検査された成体組織は以下のものである：肝臓、腎臓、副腎、心筋層、大動脈、脾臓、リンパ節、膵臓、肺、皮膚、大脳皮質、海馬、小脳、陰茎、目、膀胱、胃、胃ガン、結腸、結腸ガンおよび軟骨肉腫、アセトアミノフェン誘導肝臓損傷および肝硬変。検査された胎児組織は、以下のものである：胎盤、臍帯、肝臓、腎臓、副腎、甲状腺、肺、心臓、大脈管、食道、胃、小腸、脾臓、胸腺、膵臓、脳、目、脊髄、体壁、骨盤および下肢。発現は、正常組織または胎児組織のいずれからも観察されなかった。発現は、急性（アセトアミノフェン誘導）および慢性肝臓障害（肝硬変および直腸結腸ガン転移に隣接した）において肝臓洞様毛細血管細胞（おそらく内皮の）で検出された。これらの結果は、ＮＬ３が肝臓の再生の調節において役割を果たし得ることを示す。

ＮＬ１の発現をまた成体および胎児組織の同様の配列で検査したが、発現は、上に示した状態下では観察されなかった。

（実施例４）
（Ｅ．ｃｏｌｉ中でのＦＬＳ１３９、ＮＬ２およびＮＬ３の発現）
本実施例は、Ｅ．ｃｏｌｉにおける本発明のＴＩＥリガンドホモログの非グリコシル化形態の調製を例示する。ＮＬ２、ＮＬ３、またはＦＬＳ１３９リガンドをコードするＤＮＡ配列（それぞれ、配列番号１、３、および５）を、選択したＰＣＲプライマーを用いて最初に増幅した。このプライマーは、選択した発現ベクター上の制限酵素部位に対応する制限酵素部位を含むべきである。種々の発現ベクターが使用され得る。ベクターは、好ましくは、抗生物質耐性遺伝子、複製起点、プロモーター、およびリボザイム結合部位をコードする。適切なベクターの例は、アンピシリンおよびテトラサイクリン耐性のための遺伝子を含む、ｐＢＲ３２２（Ｅ．ｃｏｌｉ由来；Ｂｏｌｉｖａｒら、Ｇｅｎｅ ２：９５（１９７７）を参照のこと）である。

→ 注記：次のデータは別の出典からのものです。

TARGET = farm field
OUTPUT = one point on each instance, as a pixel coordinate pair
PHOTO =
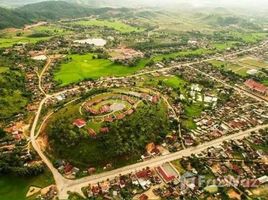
(116, 25)
(241, 66)
(84, 66)
(39, 33)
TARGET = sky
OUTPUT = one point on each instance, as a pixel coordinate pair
(160, 3)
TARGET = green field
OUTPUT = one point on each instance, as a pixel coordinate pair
(7, 42)
(15, 188)
(116, 25)
(51, 30)
(3, 69)
(186, 53)
(84, 66)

ベクターを制限酵素で消化し、そして脱リン酸化する。次いで、ＰＣＲ増幅配列をベクターに連結する。

次いで、連結混合物を使用して、Ｓａｍｂｒｏｏｋら、前出に記載の方法を用いて、選択したＥ．ｃｏｌｉ株を形質転換する。形質転換体を、ＬＢプレート上で増殖するそれらの能力により同定し、次いで、抗生物質耐性コロニーを選択する。プラスミドＤＮＡを単離し、そして制限分析により確認し得る。

選択したクローンを、液体培養培地（例えば、抗生物質を補充したｌＢブロス）中で一晩増殖し得る。続いて、一晩培養物を使用して、大規模（ｌａｔｅｒ ｓｃａｌｅ）培養物に接種し得る。次いで、細胞を、所望の光学密度まで増殖させる。誘導物質（例えば、ＩＰＴＧ）を添加し得る。

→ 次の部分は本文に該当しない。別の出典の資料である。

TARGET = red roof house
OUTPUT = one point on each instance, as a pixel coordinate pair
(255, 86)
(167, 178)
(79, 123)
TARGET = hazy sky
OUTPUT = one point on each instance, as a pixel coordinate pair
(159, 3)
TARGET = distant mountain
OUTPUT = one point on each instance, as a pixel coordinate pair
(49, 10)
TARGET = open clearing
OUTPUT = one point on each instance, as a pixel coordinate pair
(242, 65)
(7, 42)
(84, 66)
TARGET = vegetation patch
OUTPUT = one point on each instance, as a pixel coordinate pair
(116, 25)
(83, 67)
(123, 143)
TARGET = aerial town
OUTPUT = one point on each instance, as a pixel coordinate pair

さらに数時間細胞を培養した後、細胞を遠心分離によって回収し得る。遠心分離によって得られた細胞ペレットを当該分野で既知の種々の薬剤を使用して可溶化し得、次いで可溶化タンパク質を金属キレートカラムを使用して、タンパク質のタイトな結合を可能にする条件下で精製し得る。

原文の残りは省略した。